Tuesday, February 24, 2015

He fires a question.

Today has been another day of lingering in warm spaces.  There are about two of those, and of the two, only one offers a fair amount of solitude; the second is occupied by rational crew.  All the others are still occupied by Sloth, Christopher, and  Geoffrey, the bipolar engineer.  Not much relief.

After a morning of traveling between the deck office and the wheelhouse, I finally had that moment when I was forced to walk in close proximity to Sloth, allowing him to initiate a conversation.  But rather than ask me the usual drivel of boat questions, he put an engineering question out, one that would give him the opportunity to catch me in a situation of managerial incompetence. He asked, "Why do the flood lights keep going out?"  I froze for a second, sensing the attempted entrapment.

Should I explain to him that the generators' governors weren't adjusting quickly the way they used to? Would he understand the term "marginal ballast failure?"  I wondered for a second more.  Then, "Voltage drops," I blurted out, and continued walking.  He had nothing.  It was so obvious and direct an answer that he had to think quickly for something to add.  He had nothing.  Standing there with a dumbfounded look on his face, he appeared stupider than he usually had these last few days and I smiled as I passed through the passageway and into the galley.  It was my first public smile in these last few days and in just a minute or two, my smile grew so wide that my chapped face hurt.

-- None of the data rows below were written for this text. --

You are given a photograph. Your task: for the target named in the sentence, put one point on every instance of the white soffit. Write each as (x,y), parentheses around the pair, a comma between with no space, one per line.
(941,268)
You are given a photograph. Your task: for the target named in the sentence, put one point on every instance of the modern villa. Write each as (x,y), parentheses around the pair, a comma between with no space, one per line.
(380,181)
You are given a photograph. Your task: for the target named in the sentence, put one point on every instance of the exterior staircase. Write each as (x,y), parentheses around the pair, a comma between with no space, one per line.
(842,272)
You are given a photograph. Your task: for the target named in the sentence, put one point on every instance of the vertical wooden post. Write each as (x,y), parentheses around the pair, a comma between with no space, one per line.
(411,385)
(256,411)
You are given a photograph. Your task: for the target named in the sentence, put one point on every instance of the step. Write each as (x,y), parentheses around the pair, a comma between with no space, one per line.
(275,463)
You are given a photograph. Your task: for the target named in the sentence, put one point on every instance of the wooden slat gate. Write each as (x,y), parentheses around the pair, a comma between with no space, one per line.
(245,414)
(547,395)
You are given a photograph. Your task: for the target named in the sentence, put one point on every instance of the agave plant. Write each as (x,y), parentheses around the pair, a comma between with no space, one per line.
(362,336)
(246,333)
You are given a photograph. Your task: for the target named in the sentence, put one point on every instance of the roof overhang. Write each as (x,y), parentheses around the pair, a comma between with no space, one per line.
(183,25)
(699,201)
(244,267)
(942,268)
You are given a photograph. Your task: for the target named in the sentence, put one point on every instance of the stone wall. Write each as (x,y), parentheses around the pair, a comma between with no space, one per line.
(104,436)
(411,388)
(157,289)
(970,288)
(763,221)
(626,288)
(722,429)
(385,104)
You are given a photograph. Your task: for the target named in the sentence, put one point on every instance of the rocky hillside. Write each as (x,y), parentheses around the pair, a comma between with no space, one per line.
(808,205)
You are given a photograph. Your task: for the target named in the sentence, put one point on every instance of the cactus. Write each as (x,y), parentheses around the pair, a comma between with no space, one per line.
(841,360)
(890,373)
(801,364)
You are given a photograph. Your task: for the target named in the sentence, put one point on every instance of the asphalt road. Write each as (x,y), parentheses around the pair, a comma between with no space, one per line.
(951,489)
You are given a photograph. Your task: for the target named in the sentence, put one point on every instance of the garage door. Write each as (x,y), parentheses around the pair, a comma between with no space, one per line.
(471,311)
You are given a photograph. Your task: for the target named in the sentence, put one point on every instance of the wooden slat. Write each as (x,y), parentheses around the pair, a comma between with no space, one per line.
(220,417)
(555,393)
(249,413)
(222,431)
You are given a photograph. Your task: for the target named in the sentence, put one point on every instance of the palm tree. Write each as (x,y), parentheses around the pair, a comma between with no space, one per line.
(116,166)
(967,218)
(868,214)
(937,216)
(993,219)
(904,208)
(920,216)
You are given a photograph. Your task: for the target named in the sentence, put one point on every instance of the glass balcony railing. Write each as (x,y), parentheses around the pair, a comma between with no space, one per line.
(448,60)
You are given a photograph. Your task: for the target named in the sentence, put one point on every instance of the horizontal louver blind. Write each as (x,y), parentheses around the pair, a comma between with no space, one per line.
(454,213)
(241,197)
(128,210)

Sloth is going home tomorrow.  Our education is over.

Saturday, February 21, 2015

Ice. Ice. Baby.

I've seen a lot in the last few days.

Ice thicker than I've ever seen in my life.

Ice so thick, we could sit still in it overnight, with no anchor.

I've seen various forms of ice breaking.

I've listened to it torture the hull for hours on end.

I found out that I can handle the cold.  The real cold.  Sub-zero cold.

I've done a two and a half day job for 5 days now.

All because of the ice.

Sunday, January 11, 2015

Passive Aggressive Deckhand

Engineer:  So why did you move my book?

Deckhand: I was tidying up.  I like to keep busy.

E: You moved it so far away, I thought it was lost.

D: Ah.  Sorry.  It's the way I do things.

E: Yeah, I've seen the way you do things.  It's driving me nuts. 

D: What?

E: I eat a hot dog from the leftovers, you throw them away.

D: I was cleaning out the reefer.

E: I eat some roast beef out of a new package and you throw it away.

D: It was bad.

E: But you save the slimy green turkey.

D: The mate likes turkey.

E: Fuck the fridge. What about my clothes? You move my laundry to the washer, put three dryer sheets in with it, and you didn't even have laundry to follow mine.

D: I thought I was being nice.

E: You're not nice.  Ever.  So what's with the good deeds.

The deckhand sat in the corner of the settee, folded up at the back and knees in a compact pile, staring at the television, but every now and then, he took a furtive glance at the engineer.  This could get interesting.

Friday, January 9, 2015

The Career Path

The cold battered his body, gnawing at his joints and seeping  his skin from all sides, in its march to his core.  It reminded him of his brief time on deck of the tugs.

He had, before his many years as a tug captain, done some days on deck.  They said he should become an AB Unlimited.  He said they weren't ambitious enough.  They said he should get some endorsement, become a Tankerman or some other rating.  He told them he was smarter than that.  This man was born to lead.

In no time, he showed them what he was capable of.  His fast track to the big chair was impressive.  He was lord of all from the boat deck and above; he had the galley to himself.  For 35 years he lived that dream and never had to suffer the labor of the deck or the engine room.  Then the bottom of the industry fell out and wouldn't come back in time to save him.

He found himself on the hunt for a job.  He was in line with men who had suffered for 35 years on the deck and in the engine room.  They would be lucky and suffer for a few more years, for a few more dollars.  He would suffer rejection.  They said they needed experienced hands, not boat drivers.  He said he could catch up.  But there was no fast track to take him to the others.

Now, on his concrete bunk, blanketed in a piece of old canvas tarp, he slept under the stars.  When his mind wasn't numb from the cold and the fear, he pondered his brilliant career.

Sunday, July 3, 1994

The soup pot is lost.

He had one job.

The deck hand only had to clean the big soup pot after dinner. It had a bunch of stuff stuck to the bottom so he got the idea that he'd rinse it in the harbor. Unfortunately, the line he tied to the handle of the pot slipped its knot and he watched the pot sink and disappear into the dark harbor water.

Gone forever.

Sunday, June 26, 1994

I get a real day off.

We took a day off.  That is, they told me I could stay home.  I got a chance to sleep in and relax a little.

But all day, I've been thinking about tug boats.  I've been smelling the diesel oil and Varsol in my skin- the smell won't go away.  And I've been wondering what I've gotten myself into.

From the people I've met and the boats I've seen, this doesn't look like the career track I had in mind, but they tell me that this is the way to get to the big companies.